What’s the game plan with the series?
Initially, I was planning it as a film but then I thought that this is an idea that lends itself much better to a mini-series. I’m adapting the raw material from my documentary into an eight-part series; each episode will be 40 minutes. We will have an international cast and we hope to use a soundtrack that is derived from the INA’s songs. A lot of people think that a web series is somewhere between films and television, but, actually, the scale of this show is more than two of my biggest films put together.
In the last year or so, you’ve shared your opinions about the industry and the government on social media. Have you ever thought of holding back like so many of your contemporaries in Bollywood have done?
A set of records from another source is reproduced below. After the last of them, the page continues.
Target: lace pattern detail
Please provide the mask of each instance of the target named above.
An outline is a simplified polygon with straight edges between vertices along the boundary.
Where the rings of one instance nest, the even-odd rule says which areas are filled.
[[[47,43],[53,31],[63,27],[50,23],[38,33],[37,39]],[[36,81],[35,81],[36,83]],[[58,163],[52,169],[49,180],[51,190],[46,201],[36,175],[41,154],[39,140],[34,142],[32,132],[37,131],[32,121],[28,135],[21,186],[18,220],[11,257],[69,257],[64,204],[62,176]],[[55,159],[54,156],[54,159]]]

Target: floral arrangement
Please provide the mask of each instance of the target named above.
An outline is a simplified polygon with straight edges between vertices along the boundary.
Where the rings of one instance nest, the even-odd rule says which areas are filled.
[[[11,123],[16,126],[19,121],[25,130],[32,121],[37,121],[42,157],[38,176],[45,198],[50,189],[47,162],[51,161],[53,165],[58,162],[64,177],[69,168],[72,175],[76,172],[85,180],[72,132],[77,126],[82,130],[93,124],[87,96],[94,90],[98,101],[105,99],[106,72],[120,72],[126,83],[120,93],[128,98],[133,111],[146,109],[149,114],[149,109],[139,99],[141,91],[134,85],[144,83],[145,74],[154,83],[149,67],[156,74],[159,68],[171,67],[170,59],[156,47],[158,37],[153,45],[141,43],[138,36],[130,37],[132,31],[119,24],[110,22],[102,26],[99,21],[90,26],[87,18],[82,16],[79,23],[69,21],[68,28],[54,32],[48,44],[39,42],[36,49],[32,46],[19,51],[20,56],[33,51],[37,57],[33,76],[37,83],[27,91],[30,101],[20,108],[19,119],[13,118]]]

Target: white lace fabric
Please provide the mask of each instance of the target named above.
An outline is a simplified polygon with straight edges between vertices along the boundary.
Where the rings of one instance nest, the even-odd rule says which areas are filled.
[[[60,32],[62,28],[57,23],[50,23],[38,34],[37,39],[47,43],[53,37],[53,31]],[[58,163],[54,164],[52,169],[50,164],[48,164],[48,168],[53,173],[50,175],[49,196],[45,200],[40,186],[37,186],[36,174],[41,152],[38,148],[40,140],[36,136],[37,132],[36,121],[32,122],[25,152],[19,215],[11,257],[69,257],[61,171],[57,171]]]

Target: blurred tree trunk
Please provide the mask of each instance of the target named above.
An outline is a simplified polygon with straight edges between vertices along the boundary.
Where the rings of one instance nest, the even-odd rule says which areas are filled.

People do tell me to hold back, but I don’t believe in that. I am making films, making content for the most powerful medium in this country. I need to be able to put my politics out there — and, I need to be able to support those politics off camera. Unfortunately, today, the liberal voice is always the meeker one. I think we should scream as loudly as the lunatics out there, and not say ‘Forget it, it’s not worth it’. It is worth it!
I don’t think we’re far away from a day when we’ll be told something like, ‘In one scene, a man is eating a kebab, remove it’. During Bajrangi…, when Om Puri’s character says ‘Jai Shri Ram’, somebody said, ‘Hata do, bura lagega (Remove it, it will offend people)’. I asked, who will it offend? I was told, ‘Muslims’. I’m also a Muslim and I didn’t see what was offensive about it. I watched the film at Gaiety in Bandra, on Friday morning — 80 per cent of the audience were working-class Muslims — and when that scene came, everybody cheered.
In a recent interview, you said ‘Dissent does not mean a lack of patriotism’, and your work today is addressing the themes of nationalism and patriotism. Comment.
I don’t understand the political climate right now. The greatness of this country lies in the ability to debate and discuss anything and everything. Today, a very clever narrative has been spun, that if you say anything against a ruling party or government, it means one is going against the country. Since when did a political party start representing this country? You say something, they’ll say, ‘Pakistan chale jao’ (Go to Pakistan). India has been around for several millennia!
Tubelight was Om Puri’s last Hindi film. What was it like to work with him in Bajrangi Bhaijaan and Tubelight?
My relationship with him has been a special one. I really wanted him to play the Taliban chief in Kabul Express, but he had a severe back problem at that time and his doctor had advised him against the project. But I kept in touch with him. In Bajrangi…, when this cameo came up, I went to him. He loved the story and the character, but he said, ‘Kabir, in your next film, you have to give me a better role’. So, Tubelight is that bigger, better role. You know, he had so much Punjabiyat in him — big smile, big hug in the morning, he was just so lovely. It was a shock for us when he passed away (in January).
2016 was a good year for Bollywood. Is there one film that you wished you could have made?
Dangal. It’s based on a true story and just the kind of film I love. I want to work with a lot of people but Aamir Khan is on the top of my list.